Searchable abstracts of presentations at key conferences in endocrinology
Endocrine Abstracts (2007) 13 P179

SFEBES2007 Poster Presentations Diabetes, metabolism and cardiovascular (63 abstracts)

A characterisation of novel lipase expression and glucocorticoid regulation of lipolysis in human adipose tissue

Laura Gathercole , Iwona Bujalska , Stuart Morgan , Paul Stewart & Jeremy Tomlinson


University of Birmingham, Birmingham, United Kingdom.


Glucocorticoids (GC) have potent actions upon human adipose tissue, promoting adipocyte differentiation, inhibiting preadipocyte proliferation and inducing lipolysis to generate free fatty acids (FFA) and glycerol through a putative action upon hormone sensitive lipase (HSL). FFA have been strongly implicated in the pathogenesis of insulin resistance, yet the molecular mechanisms that cause GC induced lipolysis are not clear. Recently, several novel lipases have been identified (ATGL/desnutrin, GS-2 and adiponutrin) although their role in human adipose tissue has not been fully elucidated. We have characterized the expression and GC regulation of these novel lipases in human subcutaneous (sc) and omental (om) adipose tissue and in a novel human sc cell line, chub-S7 cells.

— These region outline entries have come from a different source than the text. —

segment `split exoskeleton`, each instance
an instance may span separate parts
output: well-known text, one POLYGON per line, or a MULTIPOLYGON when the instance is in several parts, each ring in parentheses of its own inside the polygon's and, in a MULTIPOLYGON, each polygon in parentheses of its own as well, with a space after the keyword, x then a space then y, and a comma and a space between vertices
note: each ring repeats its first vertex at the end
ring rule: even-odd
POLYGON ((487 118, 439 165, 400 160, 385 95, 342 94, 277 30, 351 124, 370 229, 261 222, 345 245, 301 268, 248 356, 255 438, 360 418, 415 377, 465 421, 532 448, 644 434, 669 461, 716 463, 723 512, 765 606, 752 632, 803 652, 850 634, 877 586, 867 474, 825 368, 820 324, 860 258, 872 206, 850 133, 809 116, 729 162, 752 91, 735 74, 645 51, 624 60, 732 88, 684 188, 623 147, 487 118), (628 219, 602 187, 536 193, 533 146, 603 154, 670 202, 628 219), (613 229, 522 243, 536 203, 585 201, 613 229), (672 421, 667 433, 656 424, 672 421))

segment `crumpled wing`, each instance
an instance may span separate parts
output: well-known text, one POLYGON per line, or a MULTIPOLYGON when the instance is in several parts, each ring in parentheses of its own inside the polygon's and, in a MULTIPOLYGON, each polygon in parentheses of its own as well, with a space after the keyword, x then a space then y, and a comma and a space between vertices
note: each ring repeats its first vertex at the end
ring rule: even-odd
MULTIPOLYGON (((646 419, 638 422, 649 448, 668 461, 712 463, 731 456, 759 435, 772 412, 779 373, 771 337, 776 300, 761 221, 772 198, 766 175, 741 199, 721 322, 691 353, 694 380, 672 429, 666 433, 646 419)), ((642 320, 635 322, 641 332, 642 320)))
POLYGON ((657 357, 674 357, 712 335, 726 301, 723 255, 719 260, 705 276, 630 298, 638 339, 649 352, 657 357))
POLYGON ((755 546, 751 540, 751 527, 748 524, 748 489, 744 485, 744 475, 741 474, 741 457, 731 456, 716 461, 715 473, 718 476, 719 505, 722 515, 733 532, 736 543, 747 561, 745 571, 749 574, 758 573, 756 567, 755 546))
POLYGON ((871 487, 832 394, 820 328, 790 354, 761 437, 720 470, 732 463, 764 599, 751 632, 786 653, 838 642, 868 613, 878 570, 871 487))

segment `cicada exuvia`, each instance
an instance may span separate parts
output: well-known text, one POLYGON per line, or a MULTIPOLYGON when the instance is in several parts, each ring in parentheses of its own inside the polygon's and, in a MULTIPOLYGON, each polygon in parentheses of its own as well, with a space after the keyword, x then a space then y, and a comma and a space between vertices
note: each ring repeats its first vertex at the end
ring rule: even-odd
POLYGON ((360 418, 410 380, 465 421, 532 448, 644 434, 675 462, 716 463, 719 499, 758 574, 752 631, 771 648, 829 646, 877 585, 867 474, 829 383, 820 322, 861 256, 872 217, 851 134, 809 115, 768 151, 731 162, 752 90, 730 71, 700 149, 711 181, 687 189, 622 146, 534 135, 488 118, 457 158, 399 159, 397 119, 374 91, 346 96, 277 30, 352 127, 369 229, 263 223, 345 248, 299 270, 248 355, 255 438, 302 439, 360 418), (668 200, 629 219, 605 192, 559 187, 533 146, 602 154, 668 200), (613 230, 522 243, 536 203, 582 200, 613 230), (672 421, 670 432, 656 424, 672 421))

Using real-time PCR, HSL, ATGL/desnutrin, GS-2 and adipnutrin were all expressed in sc and om adipose tissue (n=6). Expression of all lipases was similar in both depots, however, adiponutrin was most abundantly expressed. Relative levels of expression are shown in Table 1 (*P<0.05 vs. HSL expression)

AdiponutrinGS-2ATGL/DesnutrinHSL
Om376*16.7*3.2*1
Sc247*8.5*2.0*1

In chub-s7 cells, differentiated in chemically defined media to obtain a mature adipocyte phenotype, expression of all novel lipases increased significantly across differentiation (ATGL/desnutrin 223.6 fold, GS-2 253.6 fold and adiponutrin 3080.6 fold, all P<0.05) In agreement with our whole tissue data, adiponutrin was more abundantly expressed than GS2 and Desnutrin. Dexamethasone treatment (1 uM, 24 hrs) failed to regulate mRNA expression of any novel lipase, however we observed a significant increase in glycerol release following Dex treatment (Ctrl 100% vs. Dex 176%±34% P<0.05).

In conclusion, all novel lipases are highly expressed in human adipose tissue and expression increases during adipocyte differentiation. In chub-S7 cells, GCs regulate lipolytic activity although do not regulate novel lipase mRNA expression. Further exploration of the role of these lipases and the impact of GC treatment in human adipose tissue is now warranted.